Al poco de haber tomado asiento una dulce energía rosada emergió del centro mismo de las solitarias corolas. Era, como si de sus pistilos amarillos, pequeñas flechas se clavaban directamente en mi corazón. Hasta él llegó un susurro adormecedor, las flores se estaban comunicando conmigo. Me estaban mostrando, como a pesar de tener sus raíces en una oscura ciénaga y sus hojas flotando en el agua, podía elevarse a las alturas. Al principio no comprendí lo que intentaba decirme, pero al cabo de unos segundos, como un estallido, se abrió la comprensión. El crecimiento espiritual era la similitud. La parte oscura y las emociones, también forman parte de la espiritualidad de la persona, que se eleva en busca de la luz y se abre receptiva a toda la sabiduría. En la búsqueda de la luz había apartado mi  parte oscura y había obviado mis sentimientos, volviéndome, en el proceso, una persona altiva, egocéntrica, soberbia, egoísta e intolerante. La sabía vibración que estaba movilizando mi interior me estaba haciendo consciente de mí misma, de mis propias carencias, de mi propio desequilibrio emocional y espiritual. Una energía de limpieza y purificación comenzó a recorrer mi cuerpo de arriba a bajo, conectándome con la tierra que yo había abandonado hacía tiempo con mis ínfulas espirituales. A pesar de que mi cuerpo estaba conectado a la fuerza de la tierra a través de mis pies, mi conciencia se elevó a un nivel superior, estaba preparada para reconocer todo aquello que se había distorsionado en mi interior, y me aportaba el coraje necesario para salir del agujero en el que me había caído, levantarme, analizar los daños causados y seguir hacia delante.

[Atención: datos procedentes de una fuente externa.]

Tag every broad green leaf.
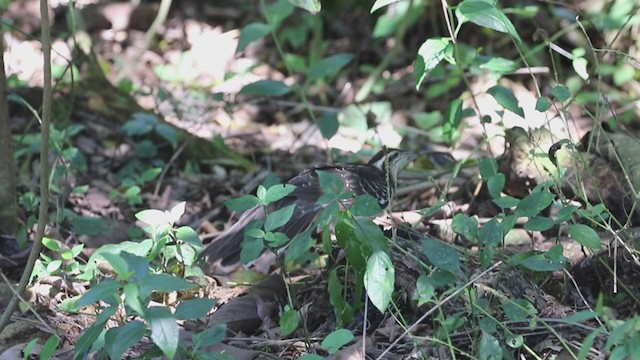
[516,190,555,217]
[524,216,555,231]
[351,194,382,216]
[536,96,551,112]
[104,320,146,359]
[487,85,524,118]
[415,38,453,90]
[289,0,322,14]
[478,331,502,360]
[327,268,355,326]
[264,184,296,205]
[364,251,395,313]
[318,111,340,140]
[487,173,507,199]
[224,195,259,211]
[39,334,60,360]
[280,306,300,336]
[240,229,264,264]
[422,238,460,273]
[492,196,520,209]
[451,214,478,242]
[369,0,400,14]
[320,329,353,355]
[478,157,498,180]
[264,204,296,231]
[416,275,436,306]
[551,85,571,102]
[456,0,522,42]
[175,298,218,320]
[236,23,271,52]
[307,53,353,84]
[144,306,180,359]
[239,80,291,96]
[569,224,602,250]
[264,232,290,248]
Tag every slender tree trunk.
[0,28,18,235]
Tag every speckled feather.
[203,149,413,270]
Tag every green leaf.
[307,53,353,84]
[320,329,353,355]
[239,80,291,96]
[175,298,218,320]
[104,320,146,359]
[224,195,259,211]
[351,194,382,216]
[524,216,555,231]
[264,204,296,232]
[478,157,498,180]
[364,251,395,313]
[144,306,180,359]
[240,226,264,264]
[318,111,340,140]
[39,335,60,360]
[492,196,520,209]
[451,214,478,241]
[264,232,290,248]
[551,85,571,102]
[456,0,522,42]
[264,184,296,205]
[487,85,524,118]
[289,0,322,14]
[280,306,300,336]
[536,96,551,112]
[569,224,602,250]
[487,173,507,199]
[415,38,453,90]
[422,238,460,273]
[42,236,60,252]
[478,331,502,360]
[236,23,271,53]
[369,0,400,14]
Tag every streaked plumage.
[203,149,415,269]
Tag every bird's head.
[369,148,416,182]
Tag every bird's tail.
[201,206,265,273]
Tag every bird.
[201,148,417,273]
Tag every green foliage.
[61,203,222,359]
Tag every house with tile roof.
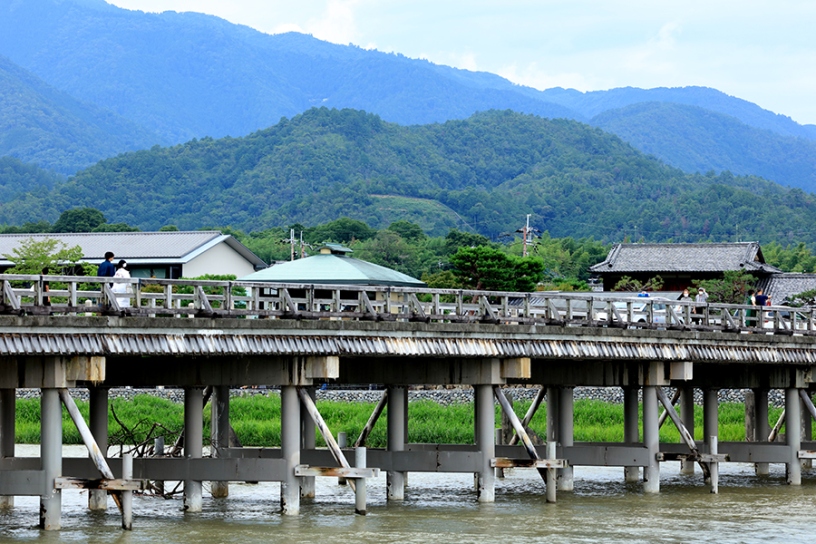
[0,231,266,279]
[589,242,781,291]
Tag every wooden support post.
[354,446,366,516]
[473,384,496,502]
[508,387,547,446]
[121,453,133,531]
[558,387,575,491]
[88,387,108,510]
[337,431,348,485]
[385,386,404,501]
[643,385,660,493]
[655,387,710,478]
[280,385,308,516]
[754,388,771,476]
[0,389,17,509]
[210,385,230,499]
[300,387,316,499]
[623,387,640,483]
[785,387,802,485]
[297,387,356,491]
[703,388,720,483]
[184,387,204,512]
[40,388,62,531]
[680,385,694,475]
[708,436,720,495]
[546,442,557,502]
[354,389,388,448]
[493,385,547,482]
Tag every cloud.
[304,0,360,44]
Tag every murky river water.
[0,446,816,544]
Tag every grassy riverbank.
[9,395,784,447]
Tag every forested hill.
[591,102,816,191]
[0,108,816,242]
[0,56,163,175]
[0,0,816,191]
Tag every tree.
[3,238,96,275]
[388,220,428,242]
[451,246,544,291]
[51,208,107,232]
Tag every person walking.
[112,259,131,308]
[96,251,116,278]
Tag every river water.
[0,446,816,544]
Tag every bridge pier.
[184,387,204,512]
[385,386,408,501]
[473,384,496,502]
[680,385,696,475]
[300,387,314,499]
[40,388,62,531]
[210,385,230,499]
[556,387,575,491]
[88,387,108,510]
[785,387,802,485]
[281,385,300,516]
[754,387,771,476]
[643,385,660,493]
[0,388,17,508]
[703,387,720,483]
[623,386,640,483]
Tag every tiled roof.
[239,254,425,287]
[590,242,778,274]
[757,273,816,304]
[0,231,263,265]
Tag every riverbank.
[9,388,782,447]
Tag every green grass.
[16,395,804,448]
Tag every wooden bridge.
[0,275,816,529]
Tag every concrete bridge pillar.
[754,387,771,476]
[703,388,720,483]
[385,386,408,501]
[210,385,230,499]
[473,384,496,502]
[300,387,316,499]
[88,387,108,510]
[623,387,640,483]
[680,385,695,475]
[556,387,575,491]
[785,387,802,485]
[0,389,17,508]
[40,388,62,531]
[184,387,204,512]
[281,385,301,516]
[643,385,660,493]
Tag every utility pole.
[521,213,531,257]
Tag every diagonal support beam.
[655,387,711,479]
[297,386,357,493]
[354,389,388,448]
[59,388,124,515]
[799,389,816,419]
[493,385,547,482]
[509,387,547,446]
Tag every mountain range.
[0,0,816,235]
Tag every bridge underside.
[0,317,816,528]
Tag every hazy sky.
[108,0,816,123]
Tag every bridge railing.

A partir de aquella mañana mi estado físico mejoró a pasos agigantados, ya que mi alma y mi corazón habían comenzado a cerrar heridas. Mi espíritu, que sabía mejor que nadie que pasos seguir, me ayudó a hacer el resto. En cuanto abandoné el monasterio, casi completamente restablecida, organicé un seminario al cual solicité, muy humildemente, que acudieran todos aquellos a los que en una y otra ocasión había ofendido, abusando de la fe que habían depositado en mí. Después de aquella visita al estanque, confieso que no me costó nada hacer aquel acto de constricción, mi ego estaba en el lugar donde le correspondía y un amor incondicional rebosaba por todos los poros de mi ser.

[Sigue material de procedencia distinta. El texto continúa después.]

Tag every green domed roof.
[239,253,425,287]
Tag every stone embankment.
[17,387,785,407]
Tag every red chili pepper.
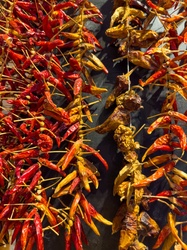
[142,134,171,162]
[21,208,37,249]
[37,134,53,152]
[147,115,171,134]
[152,224,171,249]
[28,171,42,192]
[54,1,78,11]
[38,157,66,176]
[34,202,59,233]
[16,1,36,10]
[14,5,37,23]
[15,160,25,179]
[149,190,173,203]
[132,161,176,188]
[34,212,44,250]
[69,176,81,194]
[69,190,82,220]
[80,194,92,223]
[139,69,167,87]
[11,221,23,244]
[3,116,22,142]
[170,124,187,153]
[69,57,82,71]
[72,220,83,250]
[73,78,83,96]
[0,157,5,187]
[57,139,82,170]
[81,144,108,170]
[61,122,80,142]
[146,0,167,14]
[64,223,71,250]
[12,149,39,160]
[26,235,36,250]
[48,74,73,101]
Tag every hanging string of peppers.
[104,0,187,250]
[0,0,112,250]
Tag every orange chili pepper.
[132,161,176,188]
[69,191,81,219]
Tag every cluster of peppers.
[106,0,187,250]
[0,0,112,250]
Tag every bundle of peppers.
[103,0,187,250]
[0,0,112,250]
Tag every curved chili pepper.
[34,202,59,233]
[142,134,171,161]
[139,69,167,87]
[170,124,187,153]
[57,139,82,170]
[146,0,167,15]
[64,223,71,250]
[143,152,173,168]
[21,208,37,250]
[11,221,23,244]
[147,115,171,134]
[132,161,176,188]
[12,149,39,160]
[34,212,44,250]
[152,224,171,249]
[81,143,108,170]
[37,134,53,152]
[69,190,82,219]
[38,157,66,176]
[68,176,81,194]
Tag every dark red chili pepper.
[48,74,73,101]
[34,212,44,250]
[80,194,92,223]
[149,190,173,203]
[132,161,176,187]
[170,124,187,152]
[12,149,39,160]
[61,122,80,142]
[54,1,78,10]
[28,171,42,191]
[69,57,82,71]
[152,224,171,249]
[15,160,25,179]
[21,208,37,249]
[69,176,81,194]
[81,144,108,170]
[64,223,71,250]
[38,157,66,176]
[73,78,83,96]
[11,221,23,244]
[14,5,36,23]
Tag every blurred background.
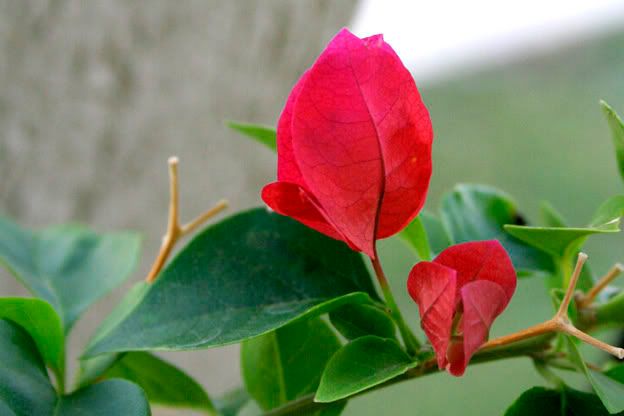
[0,0,624,415]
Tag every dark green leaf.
[0,298,65,384]
[227,121,277,151]
[329,304,396,339]
[0,319,56,416]
[241,318,340,410]
[0,217,140,333]
[565,335,624,413]
[540,201,568,228]
[102,352,216,415]
[77,281,150,386]
[314,335,417,403]
[600,101,624,183]
[0,320,150,416]
[418,211,452,257]
[399,216,431,261]
[505,387,620,416]
[54,380,151,416]
[87,208,377,356]
[441,185,554,275]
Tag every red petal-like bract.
[262,29,433,257]
[407,240,516,376]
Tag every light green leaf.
[241,318,340,410]
[329,304,396,339]
[441,184,554,275]
[600,100,624,183]
[314,335,417,403]
[399,216,431,261]
[0,298,65,385]
[0,320,150,416]
[0,217,140,333]
[102,352,216,415]
[77,281,150,387]
[227,121,277,151]
[86,208,377,356]
[505,387,609,416]
[565,335,624,414]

Ahora, sin soberbia y sin vanidad, me considero de nuevo una maestra espiritual. He aprendido que la verdadera maestría consiste en mostrar el camino y las herramientas que lo facilitan, sin empujar los pasos de nadie para recorrerlo, ni obligarle a empuñar las herramientas que se les muestra, porque cada cual es libre de hacerlo a su manera. También sé que el buen maestro es constructor de puentes pero no conduce hacia ellos, eso forma parte del bello descubrimiento de cada uno, y que cada cual ha de calzarse sus propios zapatos para cruzarlos. Y lo más importante de todo, un buen maestro ha de saber mostrar las cicatrices resultantes de todas las caídas que ha tenido a lo largo de sus propios descubrimientos.

Todos somos maestros y aprendices en el juego de la vida. Todos tenemos grandes conocimientos espirituales guardados en nuestro interior, es responsabilidad de cada cual sacarlos al exterior y compartirlos, nadie nos juzgará si no lo hacemos o lo hacemos mal, ya se encargará nuestro propio Yo Superior de encaminarnos en la dirección correcta.